November 1, 2022.   Jewish holiday recipes for everyone to try.  

Jewish cuisine has long been influential in the U.S. and global food culture. Diaspora brought traditional Jewish foods across the world: Over centuries and continents, Jewish foods became part of the places Jews have migrated, just as diverse and rich regional food-ways have shaped the evolution and reinterpretation of Jewish food.

Because Ashkenazi Jews (of the Eastern European diaspora) make up most of the Jewish population in the U.S., many familiar Jewish favorites among American Jews and non-Jews hail from Russia, Poland, Germany, and the rest of Central and Eastern Europe. Less ubiquitous but just as delicious is Sephardi cuisine, which encompasses foods of the Spanish diaspora in North Africa, the Middle East, and the Mediterranean.
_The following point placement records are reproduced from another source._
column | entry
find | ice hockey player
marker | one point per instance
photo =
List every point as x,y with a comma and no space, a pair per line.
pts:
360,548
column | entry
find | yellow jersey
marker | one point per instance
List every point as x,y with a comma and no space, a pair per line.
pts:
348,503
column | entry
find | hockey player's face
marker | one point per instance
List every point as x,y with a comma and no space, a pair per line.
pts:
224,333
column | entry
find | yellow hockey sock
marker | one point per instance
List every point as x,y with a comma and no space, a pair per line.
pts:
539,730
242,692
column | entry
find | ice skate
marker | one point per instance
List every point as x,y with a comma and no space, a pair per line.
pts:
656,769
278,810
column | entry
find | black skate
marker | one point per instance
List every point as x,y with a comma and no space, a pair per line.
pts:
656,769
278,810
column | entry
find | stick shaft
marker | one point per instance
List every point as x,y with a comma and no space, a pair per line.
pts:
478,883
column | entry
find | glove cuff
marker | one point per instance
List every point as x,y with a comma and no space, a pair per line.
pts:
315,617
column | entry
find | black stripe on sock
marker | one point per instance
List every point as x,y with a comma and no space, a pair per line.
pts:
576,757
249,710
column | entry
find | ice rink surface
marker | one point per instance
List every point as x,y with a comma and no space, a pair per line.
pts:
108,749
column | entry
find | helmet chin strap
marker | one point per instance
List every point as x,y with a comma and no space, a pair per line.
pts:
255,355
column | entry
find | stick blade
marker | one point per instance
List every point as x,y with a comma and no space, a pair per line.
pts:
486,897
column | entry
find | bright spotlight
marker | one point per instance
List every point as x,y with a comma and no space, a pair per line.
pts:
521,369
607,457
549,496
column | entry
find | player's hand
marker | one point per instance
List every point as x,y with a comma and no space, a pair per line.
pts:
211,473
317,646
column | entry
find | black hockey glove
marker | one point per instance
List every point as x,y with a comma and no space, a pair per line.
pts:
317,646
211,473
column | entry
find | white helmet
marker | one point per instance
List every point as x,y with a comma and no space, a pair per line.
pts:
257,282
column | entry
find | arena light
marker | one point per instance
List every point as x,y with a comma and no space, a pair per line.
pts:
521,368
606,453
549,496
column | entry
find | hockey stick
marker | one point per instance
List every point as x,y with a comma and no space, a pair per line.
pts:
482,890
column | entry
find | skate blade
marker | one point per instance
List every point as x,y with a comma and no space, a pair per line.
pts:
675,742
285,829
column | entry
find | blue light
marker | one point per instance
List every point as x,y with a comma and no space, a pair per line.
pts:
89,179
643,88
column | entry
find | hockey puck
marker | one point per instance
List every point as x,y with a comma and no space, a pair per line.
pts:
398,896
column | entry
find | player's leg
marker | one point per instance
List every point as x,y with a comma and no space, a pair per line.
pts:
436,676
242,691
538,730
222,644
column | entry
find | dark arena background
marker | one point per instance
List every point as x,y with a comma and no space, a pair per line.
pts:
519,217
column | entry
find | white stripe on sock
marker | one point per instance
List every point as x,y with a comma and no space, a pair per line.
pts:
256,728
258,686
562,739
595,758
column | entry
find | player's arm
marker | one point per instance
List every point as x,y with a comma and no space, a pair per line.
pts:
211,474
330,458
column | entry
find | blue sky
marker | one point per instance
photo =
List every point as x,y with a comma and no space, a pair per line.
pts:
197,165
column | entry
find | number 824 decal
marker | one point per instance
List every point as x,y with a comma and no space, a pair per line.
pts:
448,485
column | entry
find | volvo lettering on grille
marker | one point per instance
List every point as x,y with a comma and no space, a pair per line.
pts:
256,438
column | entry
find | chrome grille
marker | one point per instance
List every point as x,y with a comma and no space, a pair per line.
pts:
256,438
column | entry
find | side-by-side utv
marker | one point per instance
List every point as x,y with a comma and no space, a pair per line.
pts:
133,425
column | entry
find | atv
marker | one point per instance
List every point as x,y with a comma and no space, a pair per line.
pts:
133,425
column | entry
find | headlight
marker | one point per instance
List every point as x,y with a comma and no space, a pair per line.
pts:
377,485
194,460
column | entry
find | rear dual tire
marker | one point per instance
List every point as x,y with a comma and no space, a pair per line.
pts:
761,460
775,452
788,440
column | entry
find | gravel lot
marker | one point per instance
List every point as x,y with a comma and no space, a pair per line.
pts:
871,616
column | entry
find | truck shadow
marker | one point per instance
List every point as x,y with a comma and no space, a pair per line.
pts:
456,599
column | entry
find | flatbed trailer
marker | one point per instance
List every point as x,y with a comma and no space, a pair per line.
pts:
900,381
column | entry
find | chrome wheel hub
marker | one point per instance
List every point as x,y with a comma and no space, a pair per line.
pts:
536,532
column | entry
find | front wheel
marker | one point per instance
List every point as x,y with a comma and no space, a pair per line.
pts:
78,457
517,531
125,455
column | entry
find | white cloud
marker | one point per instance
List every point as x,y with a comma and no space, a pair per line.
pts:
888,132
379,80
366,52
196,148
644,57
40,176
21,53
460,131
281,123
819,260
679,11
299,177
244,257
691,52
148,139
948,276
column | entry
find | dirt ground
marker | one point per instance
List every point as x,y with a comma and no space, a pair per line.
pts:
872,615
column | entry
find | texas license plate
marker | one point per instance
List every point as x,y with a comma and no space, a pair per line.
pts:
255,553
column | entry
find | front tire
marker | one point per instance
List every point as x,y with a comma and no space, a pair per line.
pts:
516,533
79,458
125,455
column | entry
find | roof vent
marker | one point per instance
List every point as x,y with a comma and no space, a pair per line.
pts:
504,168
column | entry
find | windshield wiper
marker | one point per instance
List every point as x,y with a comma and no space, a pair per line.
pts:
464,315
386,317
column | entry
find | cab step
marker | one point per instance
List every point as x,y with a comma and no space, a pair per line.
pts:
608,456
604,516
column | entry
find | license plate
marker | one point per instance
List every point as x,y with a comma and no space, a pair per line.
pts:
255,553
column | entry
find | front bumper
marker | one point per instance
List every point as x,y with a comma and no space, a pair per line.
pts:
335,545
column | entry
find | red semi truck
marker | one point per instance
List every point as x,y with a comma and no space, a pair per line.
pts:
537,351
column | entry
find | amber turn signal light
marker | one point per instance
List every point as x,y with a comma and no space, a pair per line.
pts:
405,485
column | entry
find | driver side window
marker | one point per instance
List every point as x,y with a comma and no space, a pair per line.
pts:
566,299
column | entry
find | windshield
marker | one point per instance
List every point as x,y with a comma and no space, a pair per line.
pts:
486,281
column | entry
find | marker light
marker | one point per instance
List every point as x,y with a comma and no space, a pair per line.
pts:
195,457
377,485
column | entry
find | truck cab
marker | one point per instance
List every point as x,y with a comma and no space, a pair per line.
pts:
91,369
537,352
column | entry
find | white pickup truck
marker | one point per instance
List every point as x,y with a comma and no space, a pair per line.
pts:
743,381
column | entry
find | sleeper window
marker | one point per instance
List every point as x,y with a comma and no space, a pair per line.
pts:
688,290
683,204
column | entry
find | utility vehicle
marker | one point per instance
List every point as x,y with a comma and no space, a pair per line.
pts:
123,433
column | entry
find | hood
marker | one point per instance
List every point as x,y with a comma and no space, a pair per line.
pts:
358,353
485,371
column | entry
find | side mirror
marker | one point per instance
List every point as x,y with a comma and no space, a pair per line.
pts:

The iconic Hanukkah food is beloved by Jews and non-Jews alike (as most forms of fried potatoes are). But latkes were not always made using potatoes. After the expulsion of Jews from Sicily in the late 1400s, their traditional fried ricotta pancakes spread to northern Italy. It was only in Eastern Europe in the mid-1800s, after a surplus crop of potatoes, that potato latkes became the fritter of choice for Ashkenazi Jews. Whether grating the potatoes and onions by hand, or using a food processor to cut down on prep time, these latkes fit the bill when topped with applesauce, sour cream, or lox.   Latkes Recipes     


There are few things more enjoyable than a warm, freshly baked challah. Usually intricately braided with a shiny browned outside, challah is a soft and fluffy egg-based bread, mildly sweet from honey or sugar, that is typically served on Shabbat or with other holiday meals. Try this challah smeared with butter and drizzled with honey, made into French Toast, or used as a sponge for brisket.       Challah.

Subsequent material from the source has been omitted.